SELECT  now() - pg_last_xact_replay_timestamp() AS time_lag;
    time_lag
----------------
 00:21:26.33019

As a result, I have a few questions I can't seem to find the answers to in the documentation, any help would be greatly appreciated.


1)  In this doc, it states ". If the standby is the first matching standby, as specified in synchronous_standby_names on the primary, the reply messages from that standby will be used to wake users waiting for confirmation that the commit record has been received."


My understanding is that means if Standby 1 has successfully fsynced that commit to disk, the server will return a response to the client as a successful commit.  What happens to Standby 2?  I'm assuming it's sent the same WAL entry asynchronously, but wanted to be sure.  

2) How can I validate the replication latency in standbys that are NOT the current hot standby?  For instance, I want to deploy or upgrade the PG nodes automatically.  I would add more hot standbys, wait for them to catch up.  I would then fail over to one of them as the new master node.  Once this is complete and working, I'd remove the old master and replicas.

In order to automate 2), I need some way to verify that the standby that's just been created is up to date, as well as receiving the latest traffic.

Thanks in advance!
Todd


Re: Help with synchronous replication automation

From
Keith
Date:


On Thu, Oct 13, 2016 at 5:39 PM, Todd Nine <todd.nine@gmail.com> wrote:
Hi all,
  I'm in the process of writing an application/api that will perform similar functionality to RDS on Kuberentes using Postgres.  For our first use case, I have the following setup.

Master (0) --(synchronous replica) -> Standby 1

                 --(synchronous replica) -> Standby 2


I have the following configuration in my postgresql.conf on the master.

synchronous_standby_names = '1,2'

And the following connections in standby 1 and standby 2, respectively.


standby_mode = on
  primary_conninfo = 'host=postgres-toddtest-write port=5432 user=postgres application_name=1'
  trigger_file = '/tmp/postgresql.trigger.5432'
  recovery_target_timeline=latest


standby_mode = on
  primary_conninfo = 'host=postgres-toddtest-write port=5432 user=postgres application_name=2'
  trigger_file = '/tmp/postgresql.trigger.5432'
  recovery_target_timeline=latest

Replication appears to be working.  In my master, I see the following in my logs.  
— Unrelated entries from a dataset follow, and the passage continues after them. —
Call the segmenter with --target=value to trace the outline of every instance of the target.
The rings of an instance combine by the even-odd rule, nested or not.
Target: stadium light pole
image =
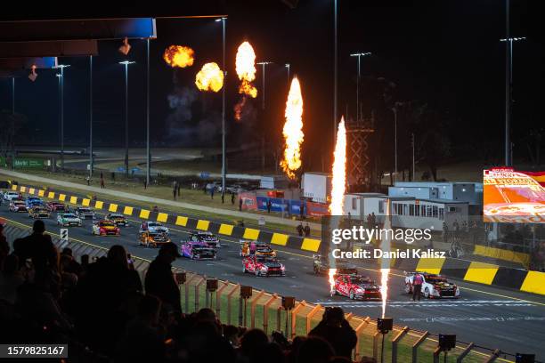
[[[61,91],[61,171],[64,172],[64,69],[70,67],[69,64],[59,64],[56,68],[61,69],[59,77],[59,89]]]
[[[288,86],[289,87],[289,63],[286,63],[284,67],[286,67],[286,69],[288,69]]]
[[[261,66],[261,69],[263,72],[263,85],[261,86],[261,109],[264,111],[263,115],[264,116],[264,101],[265,101],[265,66],[268,64],[272,64],[272,61],[264,60],[258,63],[256,63]],[[264,132],[262,131],[261,133],[261,171],[264,171]]]
[[[216,22],[222,22],[222,69],[224,69],[224,86],[222,87],[222,196],[225,196],[225,179],[227,175],[226,165],[226,146],[225,146],[225,82],[227,79],[227,70],[225,69],[225,22],[227,18],[216,19]],[[224,198],[222,198],[222,201]]]
[[[337,141],[337,63],[338,63],[338,51],[337,51],[337,0],[334,0],[334,66],[333,66],[333,148],[335,148],[335,142]]]
[[[525,40],[525,36],[509,36],[509,0],[507,0],[506,34],[507,37],[500,39],[506,43],[505,61],[505,165],[513,165],[511,150],[511,107],[513,103],[513,42]]]
[[[15,77],[12,77],[12,114],[15,115]]]
[[[89,181],[93,177],[93,55],[89,55]]]
[[[146,185],[150,185],[151,160],[150,154],[150,38],[146,39]]]
[[[128,65],[134,64],[133,60],[123,60],[119,64],[125,66],[125,177],[128,179]]]
[[[351,57],[358,57],[358,77],[356,79],[356,122],[360,119],[360,60],[362,57],[371,55],[370,52],[357,52],[350,54]]]
[[[397,182],[397,104],[392,108],[394,111],[394,183]]]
LOG:  database system is ready to accept connections
LOG:  standby "1" is now the synchronous standby with priority 1
LOG:  standby "2" is now the synchronous standby with priority 2
LOG:  standby "2" is now the synchronous standby with priority 2
LOG:  standby "1" is now the synchronous standby with priority 1


However, when I run the following on my slave nodes, the lag time seems enormous.

SELECT  now() - pg_last_xact_replay_timestamp() AS time_lag;
    time_lag
----------------
 00:21:26.33019

As a result, I have a few questions I can't seem to find the answers to in the documentation, any help would be greatly appreciated.


1)  In this doc, it states ". If the standby is the first matching standby, as specified in synchronous_standby_names on the primary, the reply messages from that standby will be used to wake users waiting for confirmation that the commit record has been received."


My understanding is that means if Standby 1 has successfully fsynced that commit to disk, the server will return a response to the client as a successful commit.  What happens to Standby 2?  I'm assuming it's sent the same WAL entry asynchronously, but wanted to be sure.  

I believe you have this correct. I'd still get confirmation on this from someone else, though. As of 9.6, you also have the option of requiring a minimum number of synchronous standbys that must respond. Before 9.6, it just went down the list in order and the first one to respond was all that was necessary for the master to confirm the transaction.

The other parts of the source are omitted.